Defendants argue that they are entitled to the defense of qualified immunity. They cite to Estate of Ford v. Ramirez-Palmer for the proposition that reasonable persons in Defendants' positions could have believed their conduct was lawful. 301 F.3d 1043, 1051 (9th Cir. 2002) (holding that prison officials were entitled to the defense of qualified immunity on summary judgment where prisoner was killed by his cell-mate because "it would not be clear to a reasonable prison official when the risk of harm from double-celling psychiatric inmates with one another changes from being a risk of some harm to a substantial risk of serious harm") (emphasis in original). The facts of this case, taken in the light most favorable to Mr. Coleman, do not indicate that a constitutional violation has occurred. Thus, the Court not need reach the issue of whether Defendants are entitled to qualified immunity.

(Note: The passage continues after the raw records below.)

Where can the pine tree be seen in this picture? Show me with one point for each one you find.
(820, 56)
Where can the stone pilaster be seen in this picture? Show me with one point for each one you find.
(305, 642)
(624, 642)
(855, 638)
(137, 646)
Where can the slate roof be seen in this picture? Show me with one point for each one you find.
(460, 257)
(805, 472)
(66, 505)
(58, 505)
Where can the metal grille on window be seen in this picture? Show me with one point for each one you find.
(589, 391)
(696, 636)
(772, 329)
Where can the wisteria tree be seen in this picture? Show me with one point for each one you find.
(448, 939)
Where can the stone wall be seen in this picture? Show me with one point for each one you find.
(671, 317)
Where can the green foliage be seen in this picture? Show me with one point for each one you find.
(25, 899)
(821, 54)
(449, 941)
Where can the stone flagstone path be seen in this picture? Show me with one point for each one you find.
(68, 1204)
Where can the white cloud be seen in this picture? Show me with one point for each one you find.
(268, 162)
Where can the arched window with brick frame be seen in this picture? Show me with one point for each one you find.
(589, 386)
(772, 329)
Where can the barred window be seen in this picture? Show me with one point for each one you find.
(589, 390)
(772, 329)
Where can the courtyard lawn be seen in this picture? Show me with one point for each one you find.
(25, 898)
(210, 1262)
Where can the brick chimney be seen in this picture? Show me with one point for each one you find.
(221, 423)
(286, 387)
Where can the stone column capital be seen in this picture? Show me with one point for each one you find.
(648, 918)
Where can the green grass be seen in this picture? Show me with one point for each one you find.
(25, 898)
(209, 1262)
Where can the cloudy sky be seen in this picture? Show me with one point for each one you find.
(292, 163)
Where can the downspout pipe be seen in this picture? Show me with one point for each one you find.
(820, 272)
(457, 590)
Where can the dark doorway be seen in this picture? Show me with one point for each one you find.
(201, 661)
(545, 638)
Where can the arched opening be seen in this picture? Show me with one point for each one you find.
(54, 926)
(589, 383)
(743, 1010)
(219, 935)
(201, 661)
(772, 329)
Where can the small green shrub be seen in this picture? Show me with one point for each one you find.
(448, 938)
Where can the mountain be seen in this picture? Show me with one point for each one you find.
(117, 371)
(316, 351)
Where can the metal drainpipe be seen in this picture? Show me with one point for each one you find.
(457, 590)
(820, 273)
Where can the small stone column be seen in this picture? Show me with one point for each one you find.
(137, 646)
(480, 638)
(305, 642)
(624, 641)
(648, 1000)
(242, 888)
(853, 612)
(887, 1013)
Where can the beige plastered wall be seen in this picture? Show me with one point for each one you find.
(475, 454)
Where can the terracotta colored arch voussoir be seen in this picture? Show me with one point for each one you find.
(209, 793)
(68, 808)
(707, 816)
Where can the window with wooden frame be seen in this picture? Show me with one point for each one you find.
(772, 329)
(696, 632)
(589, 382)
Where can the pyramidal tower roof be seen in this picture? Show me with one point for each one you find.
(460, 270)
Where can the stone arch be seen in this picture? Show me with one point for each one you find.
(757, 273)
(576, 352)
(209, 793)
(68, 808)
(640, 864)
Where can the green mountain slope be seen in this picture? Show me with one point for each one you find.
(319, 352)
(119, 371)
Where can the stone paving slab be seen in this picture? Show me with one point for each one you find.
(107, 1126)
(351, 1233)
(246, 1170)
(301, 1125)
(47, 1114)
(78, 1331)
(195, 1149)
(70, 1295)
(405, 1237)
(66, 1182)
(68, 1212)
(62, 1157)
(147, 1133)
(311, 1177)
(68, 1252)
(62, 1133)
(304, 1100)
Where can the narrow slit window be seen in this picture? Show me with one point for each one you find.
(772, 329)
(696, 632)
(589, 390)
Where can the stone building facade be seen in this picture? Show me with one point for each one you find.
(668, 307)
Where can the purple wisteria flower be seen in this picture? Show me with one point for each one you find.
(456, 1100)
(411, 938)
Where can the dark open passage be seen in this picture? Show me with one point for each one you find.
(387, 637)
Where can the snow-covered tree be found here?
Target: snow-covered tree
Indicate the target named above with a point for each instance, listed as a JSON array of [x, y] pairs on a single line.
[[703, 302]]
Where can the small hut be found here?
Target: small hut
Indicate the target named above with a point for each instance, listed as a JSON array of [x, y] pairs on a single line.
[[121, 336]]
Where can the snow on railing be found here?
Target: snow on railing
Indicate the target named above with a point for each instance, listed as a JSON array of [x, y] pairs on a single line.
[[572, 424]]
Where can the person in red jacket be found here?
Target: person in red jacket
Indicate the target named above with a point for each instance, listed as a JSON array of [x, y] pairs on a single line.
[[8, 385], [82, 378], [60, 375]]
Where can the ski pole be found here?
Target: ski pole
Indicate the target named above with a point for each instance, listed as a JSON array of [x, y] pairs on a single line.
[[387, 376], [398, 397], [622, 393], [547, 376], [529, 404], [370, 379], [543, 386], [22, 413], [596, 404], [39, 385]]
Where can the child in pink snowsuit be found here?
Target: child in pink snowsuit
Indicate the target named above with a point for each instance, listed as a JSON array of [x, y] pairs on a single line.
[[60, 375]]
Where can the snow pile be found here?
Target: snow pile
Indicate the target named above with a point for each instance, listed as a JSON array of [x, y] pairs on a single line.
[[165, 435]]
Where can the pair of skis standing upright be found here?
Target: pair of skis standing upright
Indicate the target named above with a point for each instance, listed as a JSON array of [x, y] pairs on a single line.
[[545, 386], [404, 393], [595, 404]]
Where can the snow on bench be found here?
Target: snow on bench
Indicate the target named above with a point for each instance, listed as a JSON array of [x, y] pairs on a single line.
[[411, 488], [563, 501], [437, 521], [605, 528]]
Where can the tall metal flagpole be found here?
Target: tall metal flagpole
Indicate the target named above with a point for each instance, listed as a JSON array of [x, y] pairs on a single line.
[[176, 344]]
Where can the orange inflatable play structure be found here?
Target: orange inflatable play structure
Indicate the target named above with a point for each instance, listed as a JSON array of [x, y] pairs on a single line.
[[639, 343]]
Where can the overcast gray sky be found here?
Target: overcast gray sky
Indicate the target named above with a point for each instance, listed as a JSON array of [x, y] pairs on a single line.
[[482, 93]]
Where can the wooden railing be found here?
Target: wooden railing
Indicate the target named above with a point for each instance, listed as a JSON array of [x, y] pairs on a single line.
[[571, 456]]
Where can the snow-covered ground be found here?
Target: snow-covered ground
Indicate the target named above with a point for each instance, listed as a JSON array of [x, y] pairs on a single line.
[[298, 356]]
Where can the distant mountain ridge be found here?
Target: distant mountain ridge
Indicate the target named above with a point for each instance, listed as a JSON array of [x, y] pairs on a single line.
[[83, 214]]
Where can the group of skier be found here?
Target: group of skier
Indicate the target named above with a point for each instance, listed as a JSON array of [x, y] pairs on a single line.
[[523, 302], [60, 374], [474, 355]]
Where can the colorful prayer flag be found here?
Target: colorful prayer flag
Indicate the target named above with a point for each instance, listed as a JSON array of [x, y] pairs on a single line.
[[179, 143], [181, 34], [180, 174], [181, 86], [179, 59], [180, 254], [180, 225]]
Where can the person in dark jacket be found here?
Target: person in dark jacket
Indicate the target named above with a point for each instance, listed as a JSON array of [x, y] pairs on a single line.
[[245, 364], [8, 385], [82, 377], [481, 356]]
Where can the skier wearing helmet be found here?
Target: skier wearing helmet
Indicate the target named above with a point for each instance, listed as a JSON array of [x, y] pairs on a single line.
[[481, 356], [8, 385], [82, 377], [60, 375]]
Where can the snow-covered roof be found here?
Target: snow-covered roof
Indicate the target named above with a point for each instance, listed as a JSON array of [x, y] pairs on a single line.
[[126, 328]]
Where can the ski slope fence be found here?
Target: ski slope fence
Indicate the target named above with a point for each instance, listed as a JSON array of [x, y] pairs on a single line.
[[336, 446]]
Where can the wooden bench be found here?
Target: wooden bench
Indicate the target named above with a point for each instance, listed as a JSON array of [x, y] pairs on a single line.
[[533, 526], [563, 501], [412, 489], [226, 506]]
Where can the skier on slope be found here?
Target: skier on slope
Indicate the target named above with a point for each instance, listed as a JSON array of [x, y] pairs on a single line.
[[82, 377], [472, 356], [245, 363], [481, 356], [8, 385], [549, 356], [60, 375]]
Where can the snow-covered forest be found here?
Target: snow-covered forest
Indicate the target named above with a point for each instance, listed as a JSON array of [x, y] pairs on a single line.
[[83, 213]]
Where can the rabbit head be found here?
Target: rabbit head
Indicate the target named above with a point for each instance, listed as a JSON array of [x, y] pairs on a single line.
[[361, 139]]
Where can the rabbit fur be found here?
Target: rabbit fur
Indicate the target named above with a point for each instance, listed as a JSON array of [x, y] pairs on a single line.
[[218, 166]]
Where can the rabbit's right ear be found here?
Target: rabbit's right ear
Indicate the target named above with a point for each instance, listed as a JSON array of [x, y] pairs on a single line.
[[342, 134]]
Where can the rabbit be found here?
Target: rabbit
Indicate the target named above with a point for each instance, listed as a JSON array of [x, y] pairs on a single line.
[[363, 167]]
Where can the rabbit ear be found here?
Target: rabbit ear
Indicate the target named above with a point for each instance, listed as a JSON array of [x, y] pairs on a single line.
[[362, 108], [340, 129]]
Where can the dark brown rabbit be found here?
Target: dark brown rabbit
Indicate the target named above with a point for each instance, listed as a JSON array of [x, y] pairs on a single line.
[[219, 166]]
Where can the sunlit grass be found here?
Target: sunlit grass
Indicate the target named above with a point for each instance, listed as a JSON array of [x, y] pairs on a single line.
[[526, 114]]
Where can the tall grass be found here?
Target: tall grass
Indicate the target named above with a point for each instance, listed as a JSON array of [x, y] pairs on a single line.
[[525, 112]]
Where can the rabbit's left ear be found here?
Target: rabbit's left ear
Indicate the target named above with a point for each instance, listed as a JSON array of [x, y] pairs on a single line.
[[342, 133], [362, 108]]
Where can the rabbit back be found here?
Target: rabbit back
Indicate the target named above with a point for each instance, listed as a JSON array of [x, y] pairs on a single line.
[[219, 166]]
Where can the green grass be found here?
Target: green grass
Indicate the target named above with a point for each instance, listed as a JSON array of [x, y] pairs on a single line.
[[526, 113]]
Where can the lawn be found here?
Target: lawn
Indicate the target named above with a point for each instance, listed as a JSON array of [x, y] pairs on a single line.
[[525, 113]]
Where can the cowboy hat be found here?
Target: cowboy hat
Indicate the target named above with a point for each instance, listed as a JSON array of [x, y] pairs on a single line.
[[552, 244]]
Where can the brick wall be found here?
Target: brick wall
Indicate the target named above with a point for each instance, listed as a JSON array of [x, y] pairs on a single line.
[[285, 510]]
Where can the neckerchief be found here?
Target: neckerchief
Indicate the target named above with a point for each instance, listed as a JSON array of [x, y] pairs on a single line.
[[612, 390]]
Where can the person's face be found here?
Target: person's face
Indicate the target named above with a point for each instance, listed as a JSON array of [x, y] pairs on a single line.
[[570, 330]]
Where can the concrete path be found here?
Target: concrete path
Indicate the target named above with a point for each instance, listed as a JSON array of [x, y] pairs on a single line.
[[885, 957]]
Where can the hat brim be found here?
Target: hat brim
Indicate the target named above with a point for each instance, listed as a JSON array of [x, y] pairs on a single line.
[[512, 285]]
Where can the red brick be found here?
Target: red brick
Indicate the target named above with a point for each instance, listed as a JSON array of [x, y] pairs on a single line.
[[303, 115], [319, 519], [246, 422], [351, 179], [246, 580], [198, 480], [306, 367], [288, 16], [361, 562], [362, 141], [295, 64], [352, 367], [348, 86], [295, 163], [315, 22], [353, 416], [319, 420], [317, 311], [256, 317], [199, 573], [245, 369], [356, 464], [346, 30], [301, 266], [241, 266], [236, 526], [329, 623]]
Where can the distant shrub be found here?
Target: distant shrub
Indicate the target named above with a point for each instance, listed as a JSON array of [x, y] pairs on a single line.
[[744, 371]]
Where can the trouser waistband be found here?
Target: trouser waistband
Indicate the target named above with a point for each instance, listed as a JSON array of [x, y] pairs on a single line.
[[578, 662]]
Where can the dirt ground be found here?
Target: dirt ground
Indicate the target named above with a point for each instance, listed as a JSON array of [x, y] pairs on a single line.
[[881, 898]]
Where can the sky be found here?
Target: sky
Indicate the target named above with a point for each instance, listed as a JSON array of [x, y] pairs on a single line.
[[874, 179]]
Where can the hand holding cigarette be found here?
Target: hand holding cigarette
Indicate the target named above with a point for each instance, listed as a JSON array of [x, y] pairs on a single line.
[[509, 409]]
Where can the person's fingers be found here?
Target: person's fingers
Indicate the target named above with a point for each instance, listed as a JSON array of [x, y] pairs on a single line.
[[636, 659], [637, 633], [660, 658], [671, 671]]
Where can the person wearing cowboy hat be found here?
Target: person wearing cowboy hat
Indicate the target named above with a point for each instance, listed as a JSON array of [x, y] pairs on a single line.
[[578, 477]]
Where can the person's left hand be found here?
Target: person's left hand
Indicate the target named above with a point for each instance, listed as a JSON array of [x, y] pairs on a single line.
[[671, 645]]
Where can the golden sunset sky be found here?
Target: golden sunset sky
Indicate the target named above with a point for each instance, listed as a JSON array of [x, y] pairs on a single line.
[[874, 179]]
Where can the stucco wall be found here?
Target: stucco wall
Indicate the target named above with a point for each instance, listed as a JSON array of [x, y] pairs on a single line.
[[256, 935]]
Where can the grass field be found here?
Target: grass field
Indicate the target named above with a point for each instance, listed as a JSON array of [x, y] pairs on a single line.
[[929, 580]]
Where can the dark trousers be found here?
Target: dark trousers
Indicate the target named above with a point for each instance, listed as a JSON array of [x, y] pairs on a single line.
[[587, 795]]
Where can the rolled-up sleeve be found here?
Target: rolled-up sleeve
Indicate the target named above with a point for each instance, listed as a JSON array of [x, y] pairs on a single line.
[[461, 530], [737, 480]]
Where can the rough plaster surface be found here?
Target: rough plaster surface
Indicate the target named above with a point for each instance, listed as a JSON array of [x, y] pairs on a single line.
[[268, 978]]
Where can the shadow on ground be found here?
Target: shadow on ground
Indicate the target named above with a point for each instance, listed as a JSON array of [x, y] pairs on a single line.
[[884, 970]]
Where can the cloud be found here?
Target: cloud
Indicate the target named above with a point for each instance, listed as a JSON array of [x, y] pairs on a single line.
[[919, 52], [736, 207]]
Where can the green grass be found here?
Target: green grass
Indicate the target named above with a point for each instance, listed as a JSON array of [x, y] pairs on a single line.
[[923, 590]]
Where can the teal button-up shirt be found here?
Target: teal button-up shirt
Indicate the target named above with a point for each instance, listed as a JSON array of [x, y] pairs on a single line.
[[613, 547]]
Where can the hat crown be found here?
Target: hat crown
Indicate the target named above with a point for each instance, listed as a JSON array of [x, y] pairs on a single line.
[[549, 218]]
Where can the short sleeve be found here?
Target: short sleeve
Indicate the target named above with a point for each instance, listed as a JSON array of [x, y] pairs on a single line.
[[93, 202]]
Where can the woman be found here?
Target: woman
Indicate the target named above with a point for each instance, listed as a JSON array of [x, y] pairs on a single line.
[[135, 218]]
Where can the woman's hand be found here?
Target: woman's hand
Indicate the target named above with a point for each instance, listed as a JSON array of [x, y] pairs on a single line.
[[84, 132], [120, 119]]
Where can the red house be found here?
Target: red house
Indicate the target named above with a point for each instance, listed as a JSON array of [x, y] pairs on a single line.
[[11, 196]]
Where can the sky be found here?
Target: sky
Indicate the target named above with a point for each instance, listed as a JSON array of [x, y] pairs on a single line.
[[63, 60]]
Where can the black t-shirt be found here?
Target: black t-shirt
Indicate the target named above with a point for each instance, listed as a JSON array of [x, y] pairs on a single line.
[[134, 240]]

See Saucier v. Katz, 533 U.S. 194, 201 (2001) (explaining that in resolving claims of qualified immunity on summary judgment, the Court must first answer the question, "[t]aken in the light most favorable to the party asserting the injury, do the facts alleged show the officer's conduct violated a constitutional right?").
IV
Accordingly, for the reasons set forth above, Defendants' Motion for Summary Judgment is GRANTED (Doc. No. 34), and this case is DISMISSED.